Greater New Orleans Fair Housing Action Center is one of 20 nonprofits, lead by the National Fair Housing Alliance, from cities across the nation that filed a lawsuit against the Federal National Mortgage Association, known as Fannie Mae, over how it allegedly chooses which foreclosed homes to properly maintain. The suit was filed Dec. 5 in District Court for California's Northern District in San Francisco following a four-year investigation the nonprofits say they conducted into the federally backed mortgage company's maintenance choices.
Fannie Mae is one of two federally backed companies, the other being the Federal Home Loan Mortgage Corp., or Freddie Mac, that purchase and guarantee home mortgages. Both companies receive titles to properties on which loans they back go into default after foreclosure. The companies are responsible for the maintenance of those properties after foreclosure.
Freddie Mac is not named in the lawsuit and is not at all referenced as being part of the investigation.
The lawsuit was based on evaluations of 2,300 properties in 38 U.S. urban areas, including New Orleans and Baton Rouge, between 2011 and 2015. The investigation found that whether work was done on foreclosed property often depended on the racial majority of the neighborhoods where the property was located, the lawsuit claims.
Properties in largely African-American and Latino communities received less maintenance, often leaving the homes as blighted properties, which in turn reduced the value of other nearby houses, in addition to other consequences.
"Bank-owned properties that are left in deplorable conditions depress neighboring property values, cause health and safety risks for families and increase costs for local government," Gerhart-Hambrick said. "There is no better time to address outcomes for neighbors that suffer the detrimental effects of this neglect."
The lawsuit was filed more than a year after the National Fair Housing Alliance filed a complaint with the U.S. Department of Housing and Urban Development. The May of 2015 complaint also alleged racial discrimination in how Fannie Mae handles its foreclosed properties.

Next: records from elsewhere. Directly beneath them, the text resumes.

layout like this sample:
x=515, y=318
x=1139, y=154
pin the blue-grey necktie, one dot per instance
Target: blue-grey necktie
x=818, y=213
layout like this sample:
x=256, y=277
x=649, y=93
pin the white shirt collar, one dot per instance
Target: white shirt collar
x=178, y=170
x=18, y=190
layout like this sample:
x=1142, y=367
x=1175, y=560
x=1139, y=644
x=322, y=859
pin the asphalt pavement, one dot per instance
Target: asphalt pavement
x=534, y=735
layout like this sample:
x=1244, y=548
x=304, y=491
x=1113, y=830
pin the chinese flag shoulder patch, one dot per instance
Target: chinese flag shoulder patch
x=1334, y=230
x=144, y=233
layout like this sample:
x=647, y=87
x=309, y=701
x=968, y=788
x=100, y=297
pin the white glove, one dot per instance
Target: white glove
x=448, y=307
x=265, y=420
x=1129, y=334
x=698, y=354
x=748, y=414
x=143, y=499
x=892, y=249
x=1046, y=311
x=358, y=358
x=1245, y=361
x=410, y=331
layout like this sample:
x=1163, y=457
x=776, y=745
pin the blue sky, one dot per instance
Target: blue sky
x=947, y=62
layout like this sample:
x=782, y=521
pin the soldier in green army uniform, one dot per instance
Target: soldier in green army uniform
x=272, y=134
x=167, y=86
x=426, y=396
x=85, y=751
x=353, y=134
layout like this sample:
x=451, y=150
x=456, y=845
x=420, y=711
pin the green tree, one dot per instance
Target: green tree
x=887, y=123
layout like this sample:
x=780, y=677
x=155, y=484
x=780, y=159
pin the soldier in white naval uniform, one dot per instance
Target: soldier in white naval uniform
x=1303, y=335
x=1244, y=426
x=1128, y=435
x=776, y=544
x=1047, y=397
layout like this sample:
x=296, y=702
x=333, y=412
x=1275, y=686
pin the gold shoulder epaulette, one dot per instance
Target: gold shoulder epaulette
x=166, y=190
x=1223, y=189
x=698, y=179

For its part, Fannie Mae said it doesn't agree with the allegations.
“We have heard NFHA’s concerns, and strongly disagree with these allegations," the company said in a widely published statement. "Our REO [real estate owned] maintenance standards are designed to ensure that all properties are tended to and treated equally. In addition, over the years we have continuously enhanced our REO maintenance practices in the ordinary course of business, including the use of clear boarding nationally, adoption of technology to enhance the property inspection process, enhanced guidance to field service vendors of our expectations, and enhanced staffing in the field. Through these actions we have demonstrated our continued dedication to providing quality care to all communities. And we remain firmly committed to continuing to provide such attention to our REO properties moving forward."
Fannie Mae certainly can maintain their properties, Gerhart-Hambrick said. "Fannie has demonstrated that they are able to adequately maintain and market their REOs in majority white neighborhoods," she said. "There’s no reason that Fannie couldn’t do the same for its portfolio of properties in African-American neighborhoods."